Calibrate and Quantize Network
Create a quantized network by using the dlquantizer
object. Set the target execution environment to FPGA.
dlQuantObj = dlquantizer(net,ExecutionEnvironment='FPGA');
Use the calibrate
function to exercise the network with sample inputs, collect the dynamic ranges of the weights and biases, and returns a table. Each row of the table contains range information for a learnable parameter of the quantized network.
calibrate(dlQuantObj,imdsCal);
Deploy the Quantized Network
Define the target FPGA board programming interface by using the dlhdl.Target
object. Specify that the interface is for a Xilinx board with an Ethernet interface.

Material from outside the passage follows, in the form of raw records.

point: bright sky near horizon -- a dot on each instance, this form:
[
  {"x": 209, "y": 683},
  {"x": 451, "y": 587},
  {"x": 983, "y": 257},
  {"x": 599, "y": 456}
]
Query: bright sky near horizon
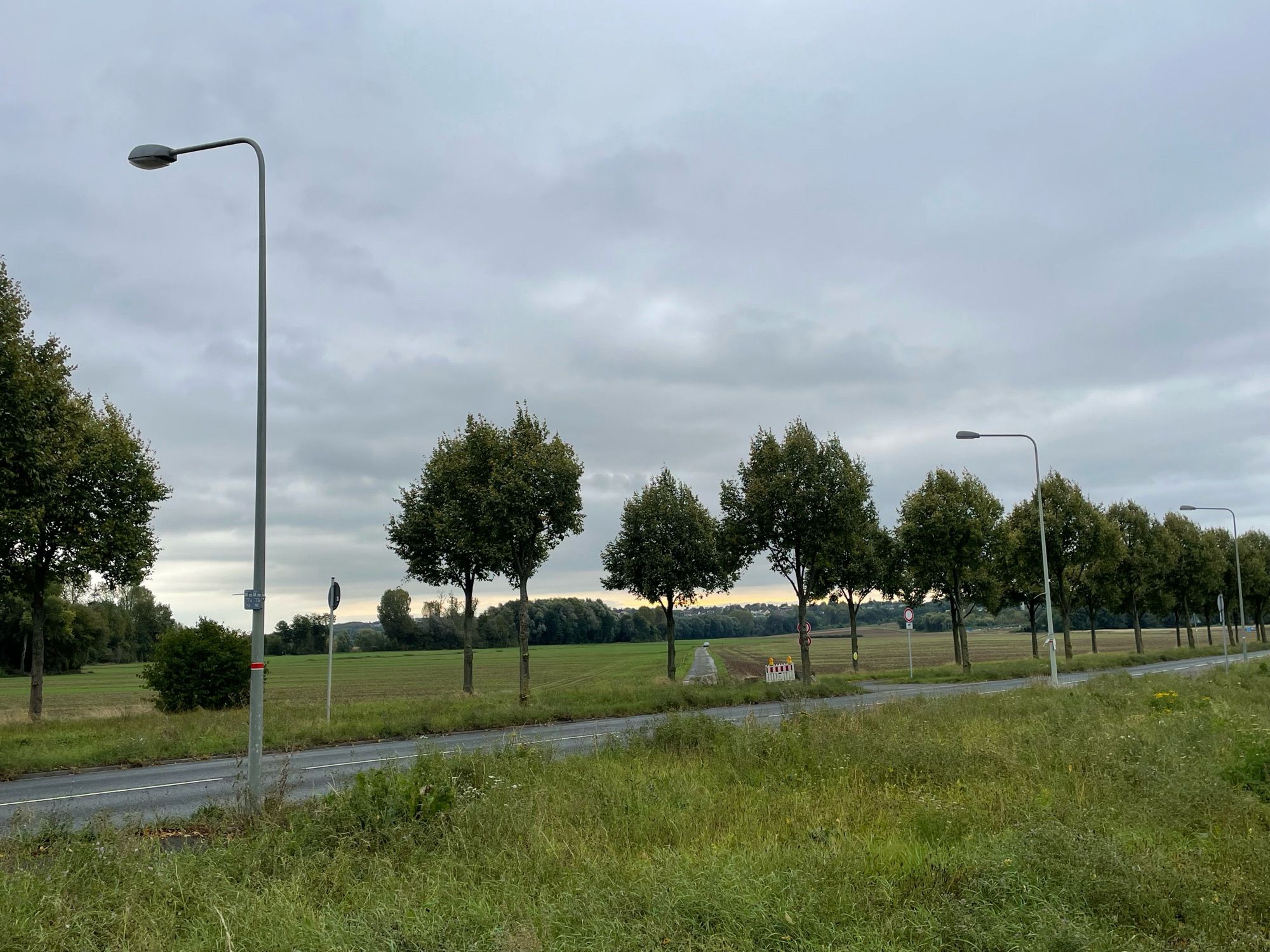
[{"x": 662, "y": 225}]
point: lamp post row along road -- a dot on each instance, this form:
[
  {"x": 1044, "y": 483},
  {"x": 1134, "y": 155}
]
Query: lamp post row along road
[
  {"x": 1239, "y": 573},
  {"x": 153, "y": 157},
  {"x": 1045, "y": 554}
]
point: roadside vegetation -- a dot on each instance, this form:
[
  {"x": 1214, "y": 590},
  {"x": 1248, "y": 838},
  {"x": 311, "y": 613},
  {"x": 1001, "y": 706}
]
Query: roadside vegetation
[
  {"x": 1122, "y": 816},
  {"x": 378, "y": 699}
]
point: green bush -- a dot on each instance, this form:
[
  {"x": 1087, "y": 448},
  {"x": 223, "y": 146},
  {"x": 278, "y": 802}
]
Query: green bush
[{"x": 208, "y": 667}]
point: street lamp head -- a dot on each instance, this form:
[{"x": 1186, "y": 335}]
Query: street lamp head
[{"x": 153, "y": 157}]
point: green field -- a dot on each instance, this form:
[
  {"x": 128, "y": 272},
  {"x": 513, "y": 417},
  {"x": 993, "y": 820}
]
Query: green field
[
  {"x": 885, "y": 649},
  {"x": 112, "y": 690},
  {"x": 104, "y": 717},
  {"x": 1126, "y": 816}
]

hTarget = dlhdl.Target('Xilinx',Interface='Ethernet');
Prepare the network for deployment by creating a dlhdl.Workflow
object. Specify the network and the bitstream name. Ensure that the bitstream matches the data type and the FPGA board. In this example, the target FPGA is the Xilinx ZCU102 SOC board. The bitstream uses an int8
data type.
hW = dlhdl.Workflow(Network=dlQuantObj,Bitstream='zcu102_int8',Target=hTarget);
Run the compile
method of the dlhdl.Workflow
object to compile the network and generate the instructions, weights, and biases for deployment. Because the total number of frames exceeds the default value of 30, set the InputFrameNumberLimit
to 100 to run predictions in chunks of 100 frames to prevent timeouts.
dn = compile(hW,InputFrameNumberLimit=100)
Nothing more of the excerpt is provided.